Der Jet wird allerdings durch eine Vielzahl von Effekten gestört, insbesondere von großräumigen Wirbeln, den sogenannten planetaren Wellen. Diese können sich über weite Höhenbereiche in der ganzen Atmosphäre ausbreiten und bewirken u.a., dass der Jet Mäander ausbildet. Das Starkwindband weht dann nicht mehr ideal parallel zu den Breitenkreisen, sondern eher in einer wellenartigen Form um einen Breitenkreis. In der Folge werden abwechselnd wärmere bzw. kältere Luftmassen in unsere Breiten gelenkt. Auf diese Weise nehmen planetare Wellen Einfluss auf die Großwetterlage.
Planetare Wellen werden in der Atmosphäre durch eine Vielzahl von Prozessen ständig angeregt. Prominente Quellen sind etwa große Gebirge, wie die Rocky Mountains oder Land-See-Übergänge, die der Luftströmung im Wege stehen. Wie ein Stein, der am Grund eines Baches liegt und eine Welle im Bachlauf erzeugt, so wirken orografische Hindernisse auch hier – ganz vereinfacht dargestellt – auf die Strömung in der Atmosphäre. Weitere Quellen für solche Wellen sind aber auch großräumige Temperatur- und Druckunterschiede oder Gebiete mit starker Konvektion, wie etwa der Golf von Mexiko. Auf diese Weise wird ständig ein ganzes Spektrum solcher Wellen erzeugt: mit unterschiedlichen Wellenlängen, Schwingungsdauern und Ausbreitungsgeschwindigkeiten. Nun können sich diese unterschiedlichen Wellen u.U. so überlagern, dass sie sich gegenseitig innerhalb vergleichsweise kurzer Zeit verstärken und so den Jet besonders effizient „verbeulen“ können.

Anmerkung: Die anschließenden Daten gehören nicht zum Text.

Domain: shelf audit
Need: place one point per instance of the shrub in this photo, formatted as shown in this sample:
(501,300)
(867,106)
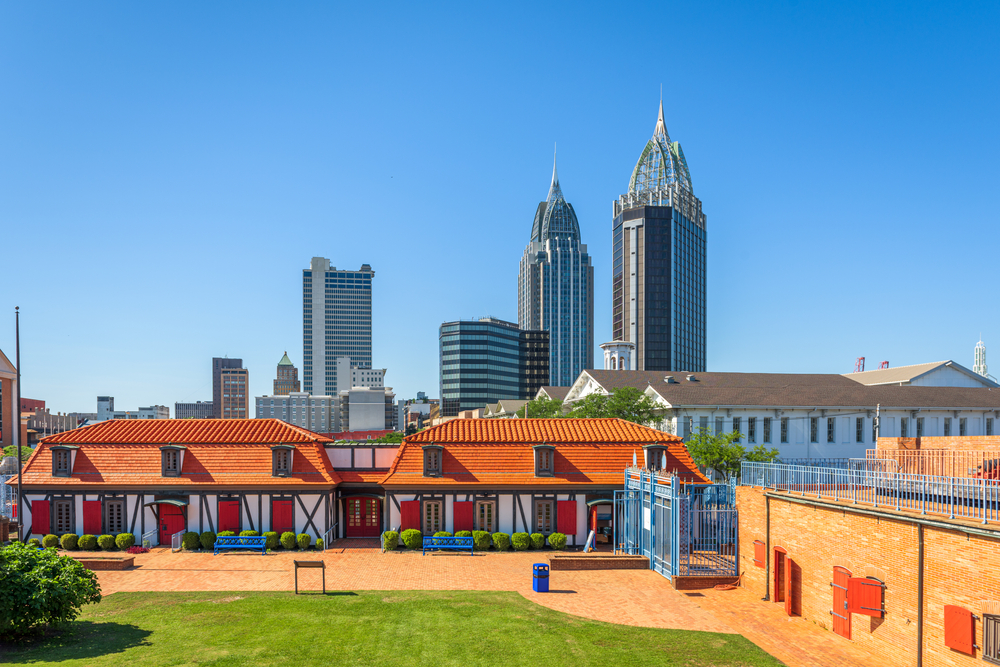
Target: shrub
(288,540)
(520,541)
(501,541)
(481,540)
(412,538)
(390,540)
(41,588)
(190,541)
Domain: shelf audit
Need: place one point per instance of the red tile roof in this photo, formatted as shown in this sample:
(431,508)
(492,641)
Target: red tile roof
(499,453)
(187,431)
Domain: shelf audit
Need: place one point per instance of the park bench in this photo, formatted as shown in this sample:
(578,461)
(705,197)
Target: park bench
(236,542)
(448,543)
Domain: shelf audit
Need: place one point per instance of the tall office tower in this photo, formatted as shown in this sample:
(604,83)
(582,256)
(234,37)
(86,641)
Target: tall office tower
(488,360)
(287,379)
(658,274)
(555,287)
(336,322)
(218,365)
(235,394)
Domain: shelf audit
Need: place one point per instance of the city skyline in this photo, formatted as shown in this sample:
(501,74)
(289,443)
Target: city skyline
(786,116)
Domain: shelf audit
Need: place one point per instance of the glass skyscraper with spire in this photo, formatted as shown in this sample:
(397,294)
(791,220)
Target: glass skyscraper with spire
(555,290)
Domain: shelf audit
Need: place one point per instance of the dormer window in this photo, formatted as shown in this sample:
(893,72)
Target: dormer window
(545,460)
(281,460)
(432,460)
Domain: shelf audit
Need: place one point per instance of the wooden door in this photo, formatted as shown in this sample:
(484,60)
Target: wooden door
(171,521)
(841,617)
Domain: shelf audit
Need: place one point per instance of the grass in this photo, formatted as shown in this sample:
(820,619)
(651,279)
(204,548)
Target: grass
(366,628)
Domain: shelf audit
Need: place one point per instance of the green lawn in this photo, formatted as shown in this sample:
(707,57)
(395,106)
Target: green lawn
(399,628)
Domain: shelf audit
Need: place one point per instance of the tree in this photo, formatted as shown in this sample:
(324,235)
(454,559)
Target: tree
(541,408)
(722,453)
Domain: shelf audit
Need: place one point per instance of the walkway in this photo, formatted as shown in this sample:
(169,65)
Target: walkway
(630,597)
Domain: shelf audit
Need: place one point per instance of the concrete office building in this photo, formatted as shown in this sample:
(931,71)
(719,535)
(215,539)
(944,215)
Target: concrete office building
(336,322)
(659,254)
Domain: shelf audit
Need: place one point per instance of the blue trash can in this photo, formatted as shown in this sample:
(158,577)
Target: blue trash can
(540,578)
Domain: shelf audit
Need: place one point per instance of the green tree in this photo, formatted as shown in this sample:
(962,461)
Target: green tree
(541,408)
(722,453)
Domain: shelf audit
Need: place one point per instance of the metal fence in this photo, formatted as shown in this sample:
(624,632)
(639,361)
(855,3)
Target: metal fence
(684,530)
(954,497)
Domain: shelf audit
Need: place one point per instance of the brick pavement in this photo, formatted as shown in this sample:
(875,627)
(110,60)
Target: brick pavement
(629,597)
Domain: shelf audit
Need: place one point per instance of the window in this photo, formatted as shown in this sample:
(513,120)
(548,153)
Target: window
(545,516)
(433,519)
(114,517)
(486,511)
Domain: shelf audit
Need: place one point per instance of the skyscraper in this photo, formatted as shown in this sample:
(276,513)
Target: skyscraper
(555,288)
(658,272)
(336,322)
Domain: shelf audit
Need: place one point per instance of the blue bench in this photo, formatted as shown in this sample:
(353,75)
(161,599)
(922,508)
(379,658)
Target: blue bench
(223,543)
(448,543)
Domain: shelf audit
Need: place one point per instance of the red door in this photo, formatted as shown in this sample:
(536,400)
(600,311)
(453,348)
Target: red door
(171,521)
(364,517)
(841,617)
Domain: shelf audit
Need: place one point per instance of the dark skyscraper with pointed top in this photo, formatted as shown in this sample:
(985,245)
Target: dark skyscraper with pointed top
(555,289)
(659,269)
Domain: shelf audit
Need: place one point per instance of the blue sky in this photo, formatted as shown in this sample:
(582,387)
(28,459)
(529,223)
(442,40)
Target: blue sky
(167,170)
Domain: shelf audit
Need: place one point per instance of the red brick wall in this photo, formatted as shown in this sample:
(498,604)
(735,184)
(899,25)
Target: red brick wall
(959,569)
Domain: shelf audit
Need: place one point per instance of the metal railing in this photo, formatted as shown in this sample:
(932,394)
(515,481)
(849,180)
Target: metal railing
(954,497)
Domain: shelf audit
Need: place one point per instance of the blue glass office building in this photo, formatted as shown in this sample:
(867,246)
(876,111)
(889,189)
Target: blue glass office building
(659,261)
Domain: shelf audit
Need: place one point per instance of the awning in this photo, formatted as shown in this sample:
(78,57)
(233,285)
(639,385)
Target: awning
(168,501)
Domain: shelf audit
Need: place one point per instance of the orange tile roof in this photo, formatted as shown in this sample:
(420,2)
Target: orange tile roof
(499,453)
(187,431)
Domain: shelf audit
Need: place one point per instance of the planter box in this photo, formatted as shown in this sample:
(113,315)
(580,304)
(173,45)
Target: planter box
(106,562)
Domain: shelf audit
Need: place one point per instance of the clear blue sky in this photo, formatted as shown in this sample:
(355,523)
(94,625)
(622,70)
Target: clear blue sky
(168,169)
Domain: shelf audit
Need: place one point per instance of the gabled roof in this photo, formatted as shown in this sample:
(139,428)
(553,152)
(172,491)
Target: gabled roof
(487,453)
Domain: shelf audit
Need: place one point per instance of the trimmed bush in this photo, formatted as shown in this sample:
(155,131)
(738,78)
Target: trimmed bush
(481,540)
(501,541)
(390,540)
(190,541)
(412,538)
(520,541)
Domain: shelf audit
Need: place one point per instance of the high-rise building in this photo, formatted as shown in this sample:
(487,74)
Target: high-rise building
(336,322)
(555,288)
(658,272)
(218,365)
(287,379)
(488,360)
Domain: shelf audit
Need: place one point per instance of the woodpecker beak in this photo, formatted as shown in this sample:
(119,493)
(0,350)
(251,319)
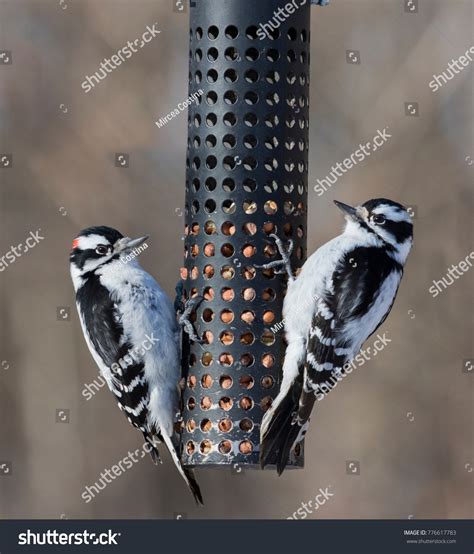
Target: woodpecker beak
(127,244)
(352,213)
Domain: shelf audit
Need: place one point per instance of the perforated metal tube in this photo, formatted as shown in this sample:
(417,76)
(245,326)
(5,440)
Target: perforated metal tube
(247,167)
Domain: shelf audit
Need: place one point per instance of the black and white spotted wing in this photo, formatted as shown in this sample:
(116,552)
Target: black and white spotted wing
(353,292)
(120,365)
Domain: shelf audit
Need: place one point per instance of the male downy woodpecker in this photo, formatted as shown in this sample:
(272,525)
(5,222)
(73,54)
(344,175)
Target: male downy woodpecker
(132,332)
(344,292)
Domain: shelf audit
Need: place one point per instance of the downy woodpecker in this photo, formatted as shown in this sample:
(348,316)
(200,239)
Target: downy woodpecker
(132,332)
(344,292)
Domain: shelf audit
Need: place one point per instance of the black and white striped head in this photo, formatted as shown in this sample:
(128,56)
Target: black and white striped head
(381,222)
(95,247)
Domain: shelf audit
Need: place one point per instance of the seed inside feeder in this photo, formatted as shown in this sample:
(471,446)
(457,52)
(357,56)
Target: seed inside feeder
(268,295)
(248,294)
(206,447)
(247,338)
(225,425)
(246,403)
(245,447)
(248,317)
(227,294)
(246,381)
(225,447)
(269,228)
(267,381)
(246,424)
(227,272)
(208,294)
(248,250)
(265,403)
(206,425)
(246,360)
(208,272)
(268,317)
(225,382)
(228,228)
(206,381)
(227,338)
(249,272)
(210,228)
(226,359)
(225,403)
(227,316)
(208,337)
(206,403)
(209,249)
(268,360)
(250,228)
(227,250)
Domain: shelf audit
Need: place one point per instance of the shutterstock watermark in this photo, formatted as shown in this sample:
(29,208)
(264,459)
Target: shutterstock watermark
(454,68)
(455,272)
(54,537)
(312,505)
(279,16)
(181,107)
(17,251)
(358,156)
(133,356)
(126,52)
(365,355)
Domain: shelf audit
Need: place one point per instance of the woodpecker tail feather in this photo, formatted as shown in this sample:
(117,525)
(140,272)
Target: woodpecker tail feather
(153,451)
(280,428)
(187,474)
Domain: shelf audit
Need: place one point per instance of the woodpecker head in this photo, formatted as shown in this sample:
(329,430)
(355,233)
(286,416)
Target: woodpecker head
(95,247)
(381,222)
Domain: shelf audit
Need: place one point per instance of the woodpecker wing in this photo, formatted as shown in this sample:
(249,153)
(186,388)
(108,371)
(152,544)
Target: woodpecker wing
(356,300)
(122,369)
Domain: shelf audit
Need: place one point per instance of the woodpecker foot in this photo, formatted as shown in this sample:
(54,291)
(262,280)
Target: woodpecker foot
(184,320)
(284,264)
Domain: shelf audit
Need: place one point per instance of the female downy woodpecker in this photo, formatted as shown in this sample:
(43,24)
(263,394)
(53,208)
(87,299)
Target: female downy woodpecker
(344,292)
(132,332)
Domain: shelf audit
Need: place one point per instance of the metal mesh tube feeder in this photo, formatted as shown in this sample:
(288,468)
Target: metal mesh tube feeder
(246,178)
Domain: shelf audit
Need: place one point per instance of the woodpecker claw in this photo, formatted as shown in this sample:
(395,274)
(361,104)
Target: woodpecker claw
(284,263)
(184,321)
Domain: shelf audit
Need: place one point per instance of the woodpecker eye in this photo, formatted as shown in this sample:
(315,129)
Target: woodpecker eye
(102,250)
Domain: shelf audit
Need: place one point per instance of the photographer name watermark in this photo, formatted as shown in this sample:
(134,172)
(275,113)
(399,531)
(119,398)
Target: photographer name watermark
(180,108)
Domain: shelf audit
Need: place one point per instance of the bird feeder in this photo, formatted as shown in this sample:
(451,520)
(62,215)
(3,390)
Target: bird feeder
(246,179)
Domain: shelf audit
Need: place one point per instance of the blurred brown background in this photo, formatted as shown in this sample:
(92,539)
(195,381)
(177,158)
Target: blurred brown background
(405,416)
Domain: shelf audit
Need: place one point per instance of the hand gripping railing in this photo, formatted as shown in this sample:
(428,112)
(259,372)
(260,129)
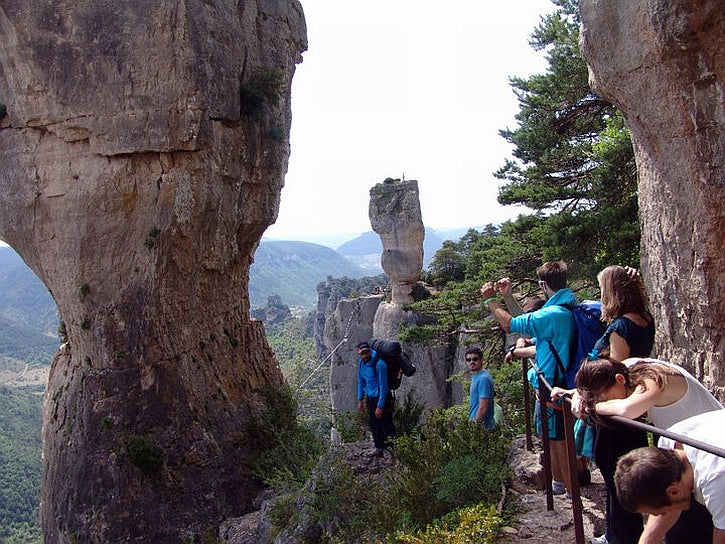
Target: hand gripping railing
(544,394)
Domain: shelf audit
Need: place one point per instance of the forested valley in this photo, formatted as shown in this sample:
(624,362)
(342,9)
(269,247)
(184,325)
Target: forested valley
(572,167)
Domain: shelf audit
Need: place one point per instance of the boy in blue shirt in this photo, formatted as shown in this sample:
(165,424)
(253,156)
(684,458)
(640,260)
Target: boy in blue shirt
(372,385)
(553,327)
(480,407)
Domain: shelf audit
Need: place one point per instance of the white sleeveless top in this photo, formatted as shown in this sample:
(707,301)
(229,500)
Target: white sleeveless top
(696,400)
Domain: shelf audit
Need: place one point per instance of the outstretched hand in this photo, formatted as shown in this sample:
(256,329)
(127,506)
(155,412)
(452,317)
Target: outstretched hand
(504,286)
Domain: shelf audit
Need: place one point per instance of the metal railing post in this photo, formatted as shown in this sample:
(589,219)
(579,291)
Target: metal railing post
(527,404)
(543,395)
(576,502)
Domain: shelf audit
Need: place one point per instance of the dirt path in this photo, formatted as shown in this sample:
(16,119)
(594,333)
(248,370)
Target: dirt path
(537,525)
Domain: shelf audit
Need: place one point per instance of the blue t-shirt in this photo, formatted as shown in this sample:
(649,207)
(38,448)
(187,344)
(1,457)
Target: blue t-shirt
(372,379)
(639,339)
(482,388)
(554,322)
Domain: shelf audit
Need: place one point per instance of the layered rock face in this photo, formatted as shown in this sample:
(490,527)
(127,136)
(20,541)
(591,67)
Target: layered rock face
(662,62)
(143,153)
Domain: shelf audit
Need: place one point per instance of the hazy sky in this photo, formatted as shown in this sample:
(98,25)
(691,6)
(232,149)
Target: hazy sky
(413,88)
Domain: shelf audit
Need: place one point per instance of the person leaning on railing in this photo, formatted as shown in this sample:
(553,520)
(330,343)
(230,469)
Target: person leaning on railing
(676,479)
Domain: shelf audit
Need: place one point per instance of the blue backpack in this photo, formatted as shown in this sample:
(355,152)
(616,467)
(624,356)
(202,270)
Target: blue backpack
(589,329)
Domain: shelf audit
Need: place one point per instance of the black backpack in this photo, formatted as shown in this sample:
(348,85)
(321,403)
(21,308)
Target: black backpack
(396,360)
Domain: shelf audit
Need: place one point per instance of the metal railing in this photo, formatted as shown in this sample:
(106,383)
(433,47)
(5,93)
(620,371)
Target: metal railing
(544,394)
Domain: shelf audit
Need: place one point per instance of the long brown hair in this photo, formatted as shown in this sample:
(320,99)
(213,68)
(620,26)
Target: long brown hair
(621,293)
(597,375)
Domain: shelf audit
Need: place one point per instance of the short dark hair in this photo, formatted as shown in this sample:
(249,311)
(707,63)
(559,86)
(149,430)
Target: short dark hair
(643,476)
(554,273)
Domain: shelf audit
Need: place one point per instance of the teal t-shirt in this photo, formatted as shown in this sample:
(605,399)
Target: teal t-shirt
(481,388)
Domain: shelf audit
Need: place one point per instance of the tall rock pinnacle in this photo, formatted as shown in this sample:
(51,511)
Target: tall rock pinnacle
(395,216)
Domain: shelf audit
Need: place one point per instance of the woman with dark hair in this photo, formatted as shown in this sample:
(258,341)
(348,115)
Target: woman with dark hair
(630,328)
(629,332)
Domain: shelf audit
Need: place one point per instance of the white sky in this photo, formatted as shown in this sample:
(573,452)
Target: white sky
(404,87)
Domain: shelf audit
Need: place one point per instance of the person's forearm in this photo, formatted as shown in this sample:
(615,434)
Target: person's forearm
(500,315)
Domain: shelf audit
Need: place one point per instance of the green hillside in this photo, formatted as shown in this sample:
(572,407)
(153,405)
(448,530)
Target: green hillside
(28,315)
(292,270)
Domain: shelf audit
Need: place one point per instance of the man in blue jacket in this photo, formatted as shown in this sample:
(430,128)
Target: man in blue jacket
(552,326)
(372,385)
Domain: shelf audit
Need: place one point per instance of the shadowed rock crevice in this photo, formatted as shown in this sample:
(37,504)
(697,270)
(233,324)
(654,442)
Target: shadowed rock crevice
(137,190)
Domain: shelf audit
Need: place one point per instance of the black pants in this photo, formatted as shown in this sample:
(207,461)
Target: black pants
(383,427)
(623,527)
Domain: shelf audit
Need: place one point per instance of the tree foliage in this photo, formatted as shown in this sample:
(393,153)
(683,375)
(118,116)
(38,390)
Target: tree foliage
(574,162)
(572,165)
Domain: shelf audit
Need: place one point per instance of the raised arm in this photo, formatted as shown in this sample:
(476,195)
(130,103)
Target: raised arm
(504,287)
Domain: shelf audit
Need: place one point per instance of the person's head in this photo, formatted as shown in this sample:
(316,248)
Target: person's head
(621,293)
(650,481)
(599,380)
(364,351)
(532,304)
(602,379)
(552,276)
(474,359)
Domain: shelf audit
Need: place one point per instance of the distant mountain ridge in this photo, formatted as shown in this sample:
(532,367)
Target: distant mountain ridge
(293,269)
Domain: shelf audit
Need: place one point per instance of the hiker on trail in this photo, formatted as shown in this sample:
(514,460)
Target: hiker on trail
(481,406)
(676,481)
(666,392)
(554,329)
(629,333)
(372,387)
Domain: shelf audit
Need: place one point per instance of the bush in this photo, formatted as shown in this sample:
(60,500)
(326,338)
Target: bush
(452,464)
(144,455)
(479,523)
(263,87)
(287,450)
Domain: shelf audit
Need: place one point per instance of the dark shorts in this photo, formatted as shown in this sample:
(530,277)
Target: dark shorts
(555,420)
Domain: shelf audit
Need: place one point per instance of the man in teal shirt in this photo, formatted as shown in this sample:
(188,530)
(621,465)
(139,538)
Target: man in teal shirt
(551,327)
(480,407)
(372,386)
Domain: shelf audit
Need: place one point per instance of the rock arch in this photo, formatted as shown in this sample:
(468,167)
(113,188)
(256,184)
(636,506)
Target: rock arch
(136,180)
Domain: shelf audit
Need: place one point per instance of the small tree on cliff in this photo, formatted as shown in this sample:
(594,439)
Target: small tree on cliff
(575,162)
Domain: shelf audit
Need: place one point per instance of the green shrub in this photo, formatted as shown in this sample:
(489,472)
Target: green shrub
(263,87)
(453,463)
(479,523)
(145,456)
(288,450)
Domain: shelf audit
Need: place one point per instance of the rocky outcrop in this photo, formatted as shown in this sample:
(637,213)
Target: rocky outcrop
(663,64)
(395,216)
(144,149)
(274,312)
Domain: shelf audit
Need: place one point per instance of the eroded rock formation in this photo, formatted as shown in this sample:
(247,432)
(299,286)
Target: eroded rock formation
(663,64)
(395,216)
(144,147)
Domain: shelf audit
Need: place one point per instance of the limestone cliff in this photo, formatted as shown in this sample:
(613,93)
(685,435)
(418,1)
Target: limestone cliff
(663,64)
(144,147)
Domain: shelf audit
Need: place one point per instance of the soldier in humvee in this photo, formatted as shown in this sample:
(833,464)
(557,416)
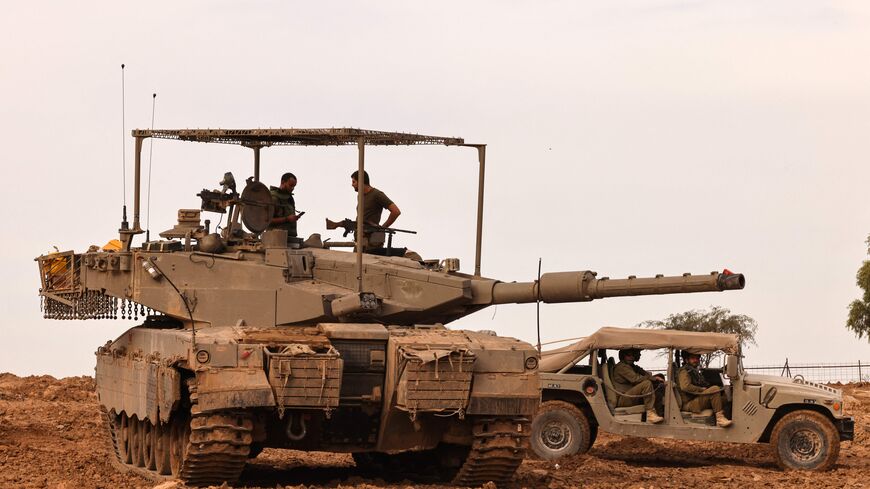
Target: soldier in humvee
(697,393)
(635,385)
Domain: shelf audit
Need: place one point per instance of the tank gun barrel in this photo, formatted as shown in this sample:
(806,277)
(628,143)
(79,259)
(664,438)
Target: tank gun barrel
(583,286)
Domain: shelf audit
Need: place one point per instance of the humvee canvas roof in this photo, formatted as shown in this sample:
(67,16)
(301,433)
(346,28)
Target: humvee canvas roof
(619,338)
(337,136)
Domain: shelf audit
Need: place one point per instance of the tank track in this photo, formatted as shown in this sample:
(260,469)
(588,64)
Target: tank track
(215,450)
(498,449)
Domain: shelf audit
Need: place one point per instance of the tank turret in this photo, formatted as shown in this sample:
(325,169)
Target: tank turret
(254,340)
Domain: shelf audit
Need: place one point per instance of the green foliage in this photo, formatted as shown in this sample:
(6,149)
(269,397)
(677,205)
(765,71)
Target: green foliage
(716,320)
(859,309)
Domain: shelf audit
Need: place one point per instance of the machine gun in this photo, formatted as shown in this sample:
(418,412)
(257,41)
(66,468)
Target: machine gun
(350,227)
(254,206)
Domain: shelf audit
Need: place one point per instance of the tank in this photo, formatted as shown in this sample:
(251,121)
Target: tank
(251,340)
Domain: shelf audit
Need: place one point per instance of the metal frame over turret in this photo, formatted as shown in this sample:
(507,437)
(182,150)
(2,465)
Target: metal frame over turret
(262,138)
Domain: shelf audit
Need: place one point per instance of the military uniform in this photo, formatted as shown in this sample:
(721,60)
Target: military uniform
(285,206)
(634,381)
(696,391)
(374,203)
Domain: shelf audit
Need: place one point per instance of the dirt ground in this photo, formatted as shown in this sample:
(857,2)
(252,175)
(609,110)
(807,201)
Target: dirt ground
(51,436)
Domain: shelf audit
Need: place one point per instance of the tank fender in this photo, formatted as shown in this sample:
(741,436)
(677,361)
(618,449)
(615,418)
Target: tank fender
(137,387)
(227,388)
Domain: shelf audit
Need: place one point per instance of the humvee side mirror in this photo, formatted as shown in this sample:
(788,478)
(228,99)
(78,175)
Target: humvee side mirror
(732,366)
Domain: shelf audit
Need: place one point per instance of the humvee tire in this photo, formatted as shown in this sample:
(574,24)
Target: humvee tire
(560,429)
(805,440)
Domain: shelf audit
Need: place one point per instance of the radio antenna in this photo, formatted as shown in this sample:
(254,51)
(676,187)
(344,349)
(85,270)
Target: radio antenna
(124,224)
(538,302)
(150,154)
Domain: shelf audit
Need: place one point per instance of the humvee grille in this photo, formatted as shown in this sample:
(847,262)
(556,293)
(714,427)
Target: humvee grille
(750,408)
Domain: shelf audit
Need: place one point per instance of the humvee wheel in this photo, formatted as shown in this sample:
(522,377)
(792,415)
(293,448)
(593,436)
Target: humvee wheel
(805,440)
(560,429)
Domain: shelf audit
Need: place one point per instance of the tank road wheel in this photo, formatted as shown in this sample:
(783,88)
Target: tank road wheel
(147,432)
(161,449)
(560,429)
(123,438)
(805,440)
(179,434)
(136,442)
(498,449)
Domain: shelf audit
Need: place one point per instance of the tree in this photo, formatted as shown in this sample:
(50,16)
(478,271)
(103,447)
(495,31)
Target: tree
(716,320)
(859,309)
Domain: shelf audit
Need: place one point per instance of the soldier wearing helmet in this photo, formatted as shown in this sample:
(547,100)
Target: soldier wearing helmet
(635,385)
(697,393)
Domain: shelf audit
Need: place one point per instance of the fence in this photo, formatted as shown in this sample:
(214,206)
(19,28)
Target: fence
(823,373)
(818,372)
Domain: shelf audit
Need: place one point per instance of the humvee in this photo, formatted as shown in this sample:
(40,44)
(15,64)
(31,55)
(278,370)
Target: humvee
(803,421)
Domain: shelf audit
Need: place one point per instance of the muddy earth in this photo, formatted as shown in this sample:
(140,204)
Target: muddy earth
(51,436)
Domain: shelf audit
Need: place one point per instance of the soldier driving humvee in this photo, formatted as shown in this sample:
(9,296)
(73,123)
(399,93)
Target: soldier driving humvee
(635,385)
(698,393)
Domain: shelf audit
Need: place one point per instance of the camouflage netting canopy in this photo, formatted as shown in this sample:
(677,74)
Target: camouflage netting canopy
(620,338)
(297,137)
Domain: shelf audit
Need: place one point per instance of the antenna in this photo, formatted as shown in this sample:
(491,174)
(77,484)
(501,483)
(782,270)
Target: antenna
(124,224)
(538,303)
(150,154)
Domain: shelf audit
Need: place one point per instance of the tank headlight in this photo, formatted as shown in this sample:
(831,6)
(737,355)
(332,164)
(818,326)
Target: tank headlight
(531,363)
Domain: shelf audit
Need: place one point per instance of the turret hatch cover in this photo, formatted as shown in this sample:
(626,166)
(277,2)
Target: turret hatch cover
(257,207)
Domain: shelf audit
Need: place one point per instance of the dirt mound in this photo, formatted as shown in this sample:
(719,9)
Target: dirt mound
(52,436)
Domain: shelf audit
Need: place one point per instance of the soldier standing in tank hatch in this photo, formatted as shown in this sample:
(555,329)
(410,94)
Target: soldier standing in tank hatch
(285,216)
(697,393)
(634,385)
(374,203)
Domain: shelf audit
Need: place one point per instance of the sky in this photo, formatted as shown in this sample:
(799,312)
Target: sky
(629,138)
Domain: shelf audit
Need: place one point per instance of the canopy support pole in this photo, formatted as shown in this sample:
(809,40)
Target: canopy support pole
(360,193)
(481,159)
(256,163)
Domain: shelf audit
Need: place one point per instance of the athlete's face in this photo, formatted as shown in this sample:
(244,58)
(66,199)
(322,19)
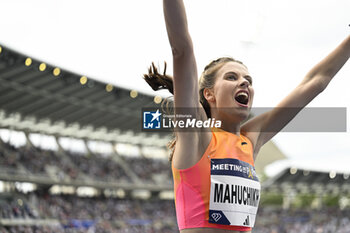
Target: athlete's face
(233,92)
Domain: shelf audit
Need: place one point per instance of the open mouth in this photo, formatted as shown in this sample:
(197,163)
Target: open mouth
(242,97)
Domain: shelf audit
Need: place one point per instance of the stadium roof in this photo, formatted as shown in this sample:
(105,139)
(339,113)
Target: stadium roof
(39,97)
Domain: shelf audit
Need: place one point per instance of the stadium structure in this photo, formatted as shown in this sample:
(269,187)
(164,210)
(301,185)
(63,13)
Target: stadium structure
(73,158)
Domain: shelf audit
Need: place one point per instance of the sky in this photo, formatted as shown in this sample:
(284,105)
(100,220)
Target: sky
(116,41)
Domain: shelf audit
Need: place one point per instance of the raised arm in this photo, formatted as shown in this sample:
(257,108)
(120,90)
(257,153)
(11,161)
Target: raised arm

Die Frage, wie sich die Struktur dieser planetaren Wellen im Zuge des Klimawandels verändert, ist ein aktuelles Forschungsthema, an dem viele Einrichtungen weltweit arbeiten.
In den letzten Tagen hat sich die Wechselwirkung der planetaren Wellen mit dem Jet in einer Weise ausgewirkt, die dann zur bislang verheerendsten Flutkatastrophe in Deutschland führte. Die Animation zeigt, wie der Jet „verbeult“ wird und sich aus einer sehr extremen Ausbuchtung aus dem Jet am 12. bis 13. Juli ein Zyklon abschnürt, der dann über Westdeutschland bis zum 17. Juli liegen bleibt. Fatal: Wasserdampfreiche Luftmassen werden dann durch diesen – quasi aus dem Jet abgetropften Zyklon – kontinuierlich vom Mittelmeer herangeführt und regnen sich über Westdeutschland ab. Die Folge: mehr als 200 Liter Regen innerhalb kurzer Zeit über immer der gleichen Region.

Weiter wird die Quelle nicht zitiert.